Though Horowitz has been called "the last of the romantics," Cherkassky may be even more deserving of the title. Indeed, in his salad days Cherkassky was an almost troglydytic throwback to turn-of-the-century pianism, when what a pianist wanted to do with a score was just as important as what the score told him to do. In the late 1970s, after nearly half a century of often-clinical pianism, such long-ignored "romantic" pianists as Earl Wild and the late Jorge Bolet began to attract audiences; it was almost inevitable that Cherkassky would make a comeback too.
"I don't think of myself as a romantic pianist; I just play the way I feel," Cherkassky says -- which, of course, means that he is a romantic pianist. But the pianist does play such non-romantic classic masterworks as Beethoven's Opus 111 or Schubert's posthumous A-major Sonata with immense conviction and concentration.

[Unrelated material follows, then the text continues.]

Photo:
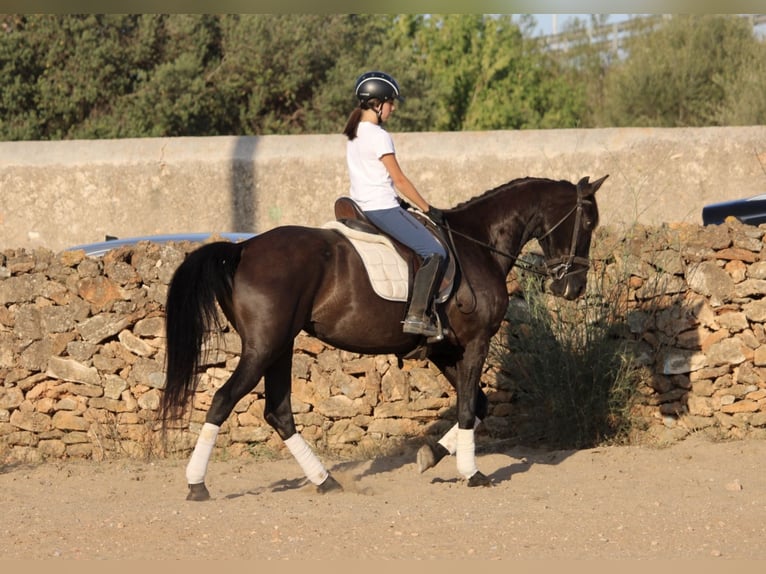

And he's never ceased to be an adventurer. He was among the first pianists regulary to program Prokofiev's Piano Concerto No. 2 and the Bartok and Berg piano sonatas. Even today, short pieces by Boulez, Stockhausen and Messaien are almost as likely to appear on his programs as the candied miniatures and the romantic pianistic extravaganzas for which he is famous.
"To call him a romantic player in the sense that he willfully distorts the score is completely wrong," says Gerard Schwarz, the music director of the Seattle Symphony and the New York Chamber Symphony. "But he is a spontaneous player and you can never tell what he will do next." "I did a tour with him a few years ago with the Chopin F-minor Concerto. We did seven performances and each night it was completely different, ranging from emotionally reserved to sheer flamboyance. . . . With Shura all you can be sure of is that you can't be sure."
An idiosyncratic man
There is a naive, childlike quality to Cherkassky -- an almost completely bald man whose formidably muscled arms are covered with hair -- that is the despair of his friends and colleagues.
"Behind his back we used to throw up our hands and say, 'What can we do with him?' " says Richard Goodman, a Baltimore pianist who went to the Park School with Cherkassky and is one of his oldest friends. "He was put up on a piano stool and pushed out in public when he was just a kid."
"He's charming, but he's an infant," says his current manager, Harold Shaw.
"He's a wonderful man, but an idiosyncratic one," conductor Schwarz says. "When you're playing with him he will get mad if he looks up and you're not looking at him. If you don't pay attention to him, he'll punish you with an unexpected rubato."
Since his mother's death in 1962, Cherkassky has lived in hotel rooms. "Home" is a two-room studio in a London hotel that the pianist shares with a grand piano.
"I was married for two years," Cherkassky says. "She was a nice woman -- she's dead now -- but marriage was not for me. I like hotels -- I wouldn't want a home."
Cherkassky sinks deeps into the hotel sofa. With catlike luxuriousness he stretches out his arms.
"Here," he says, pointing at the walls, "you get room service. I want immediate service. I have patience only for my work."
He practices methodically -- four hours each day.
"By the clock!" Cherkassky says. "If I miss 10 minutes in New York, I catch up the next day in St. Louis."
He's also known to be impatient if he doesn't have exactly what he requires in his dressing room -- two of everything: two programs, two towels and two roll of unopened toilet paper.
"I like everything to be comfortable," he purrs. "I don't like to say, 'Where is this, where is that?' I like things to be right."